We can also look across all those companies to see how much money the corporate groups are sinking from the public sector, by inspecting who payments are made to in the masses of transparency spending data that councils, government departments, and services such as the NHS publish. (For an example of this, see Spend Small Local Authority Spending Index; unfortunately, the bulk data you need to run this sort of analysis yourself is not openly available – you need to aggregate and clean it yourself.)
Once we start to get data that lists companies that are part of a group, we can start to aggregate open public data about all the companies in the group and look for patterns of behaviour within the groups, as well as across them. Lapses in one part of the group might suggest a weakness in high level management (useful for the financial analysts?), or act as a red flag for inspection and quality regimes.
Hmmm… methinks it’s time to start putting some of this open data to work; but put it to work by focussing on companies, rather than public bodies…
I think I also need to do a little bit of digging around how public registers are licensed? Should they all be licensed OGL by default? And what guidance, if any, is there around how we can make use of such data and not breach the Data Protection Act?
PS via @RDBinns, What do they know about me? Open data on how organisations use personal data, describing some of the things we can find from the data protection notifications published by the ICO [ICO data controller register].
– the public paid for it so public has a right to it: the public presumably paid for it through their taxes. Companies that use open public data that don’t fully and fairly participate in the tax regime of the country that produced the data then they didn’t pay their fair share for access to it.

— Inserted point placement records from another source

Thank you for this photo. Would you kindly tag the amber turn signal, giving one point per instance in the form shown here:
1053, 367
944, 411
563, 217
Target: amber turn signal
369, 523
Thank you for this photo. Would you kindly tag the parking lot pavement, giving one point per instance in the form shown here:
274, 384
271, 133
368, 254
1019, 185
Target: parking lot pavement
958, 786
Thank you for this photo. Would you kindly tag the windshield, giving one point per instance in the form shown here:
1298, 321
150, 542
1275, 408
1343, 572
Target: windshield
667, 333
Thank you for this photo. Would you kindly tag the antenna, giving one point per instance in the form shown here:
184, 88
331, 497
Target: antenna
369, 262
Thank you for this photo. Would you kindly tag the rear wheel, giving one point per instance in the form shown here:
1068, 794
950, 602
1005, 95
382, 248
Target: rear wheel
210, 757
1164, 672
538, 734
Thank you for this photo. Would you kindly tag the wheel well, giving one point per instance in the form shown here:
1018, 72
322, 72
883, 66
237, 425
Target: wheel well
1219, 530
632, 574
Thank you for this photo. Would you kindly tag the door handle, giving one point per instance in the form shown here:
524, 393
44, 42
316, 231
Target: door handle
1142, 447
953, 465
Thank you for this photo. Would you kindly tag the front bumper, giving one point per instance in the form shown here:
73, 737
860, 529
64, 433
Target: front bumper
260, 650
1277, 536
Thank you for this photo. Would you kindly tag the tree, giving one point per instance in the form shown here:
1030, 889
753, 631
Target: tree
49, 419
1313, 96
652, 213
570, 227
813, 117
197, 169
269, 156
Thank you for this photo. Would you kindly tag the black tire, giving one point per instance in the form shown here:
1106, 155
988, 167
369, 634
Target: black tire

– data quality will improve: with open license conditions that allow users to take open (public) data and do what they want with it without the requirement to make derived data available in a bulk form under an open data license, how does the closed bit of the feedback loop work? I’ve looked at a lot of open public data releases on council and government websites and seen some companies making use of that data in presumably a cleaned form (if it hasn’t been cleaned, then they’re working with a lot of noise…) But if they have cleaned and normalised the data, have they provided this back ion an open form to the public body that gifted them access to it? Is there an open data quality improvement cycle working there? Erm… no… I suspect if anything, the open data users would try to sell the improved quality data back to the publisher. This may be their sole business model, or it may be a spin-off as a result of using the (cleaned and normalised) data fro some other commercial purpose.